"I can no more disown [Rev. Dr. Wright] than I can disown the black
community. I can no more disown him than I can my white grandmother – a woman who helped raise me, a woman who sacrificed again and again for me, a woman who loves me as much as she loves anything in this world, but a woman who once confessed her fear of black men who passed by her on the street, and who on more than one occasion has uttered racial or ethnic stereotypes that made me cringe."
The anecdote about his grandmother can be found on pages 88 and 89 of Obama's autobiography (Dreams of My Father) and it consists of this: one day when Obama was about 16, his grandmother, who was the main income earner for his family, and who rode the bus to her job at a bank, complained to her husband that she was being harassed by a bum at the bus stop.
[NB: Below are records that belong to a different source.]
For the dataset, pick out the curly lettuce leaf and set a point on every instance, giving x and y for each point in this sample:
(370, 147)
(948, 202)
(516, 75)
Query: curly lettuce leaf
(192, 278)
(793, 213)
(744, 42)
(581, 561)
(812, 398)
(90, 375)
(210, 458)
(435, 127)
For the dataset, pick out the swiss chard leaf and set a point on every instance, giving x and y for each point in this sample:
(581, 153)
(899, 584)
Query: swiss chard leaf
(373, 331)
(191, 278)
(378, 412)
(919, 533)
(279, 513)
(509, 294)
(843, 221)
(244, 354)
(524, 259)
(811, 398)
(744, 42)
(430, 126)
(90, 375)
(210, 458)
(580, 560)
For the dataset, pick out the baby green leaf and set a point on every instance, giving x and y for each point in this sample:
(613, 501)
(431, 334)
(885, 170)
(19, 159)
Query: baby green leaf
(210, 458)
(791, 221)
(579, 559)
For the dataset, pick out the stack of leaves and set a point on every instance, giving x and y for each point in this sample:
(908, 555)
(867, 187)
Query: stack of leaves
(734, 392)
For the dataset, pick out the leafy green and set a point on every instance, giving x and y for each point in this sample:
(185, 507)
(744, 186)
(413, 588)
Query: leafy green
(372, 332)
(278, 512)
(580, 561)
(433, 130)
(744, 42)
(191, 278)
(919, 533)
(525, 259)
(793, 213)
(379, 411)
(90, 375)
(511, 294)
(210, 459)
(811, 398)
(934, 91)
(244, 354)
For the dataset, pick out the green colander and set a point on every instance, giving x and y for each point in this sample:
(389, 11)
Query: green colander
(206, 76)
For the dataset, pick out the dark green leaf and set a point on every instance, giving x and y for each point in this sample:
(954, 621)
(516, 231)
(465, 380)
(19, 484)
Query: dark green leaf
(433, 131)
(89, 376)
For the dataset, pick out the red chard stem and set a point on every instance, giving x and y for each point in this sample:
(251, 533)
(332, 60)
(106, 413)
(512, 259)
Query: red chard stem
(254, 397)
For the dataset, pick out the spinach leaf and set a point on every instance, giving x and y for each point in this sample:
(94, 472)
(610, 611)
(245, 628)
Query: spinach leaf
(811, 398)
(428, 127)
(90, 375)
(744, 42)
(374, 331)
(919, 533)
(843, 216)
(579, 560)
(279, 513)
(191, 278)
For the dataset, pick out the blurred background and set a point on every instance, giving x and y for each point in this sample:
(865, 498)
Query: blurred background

Obama's grandfather, an Old School lefty, chastised his wife for her presumed racial prejudice (since the bum was black) and refused to drive her to her job.
Judge for yourself whether that story qualifies as cringe-making racial or ethnic stereotyping. Or whether it doesn't really tell you more about his lazy and judgmental grandfather than it does about his grandmother.
Personally, I don't know any black man who would diss his mother or grandmother as Obama has done in his books and speeches. That simply is not typical behavior of an American black man. It is, however, typical behavior of privileged white yuppies, a social description that is a much better fit to Obama's cultural background of prep schools, Columbia University, and Harvard Law School.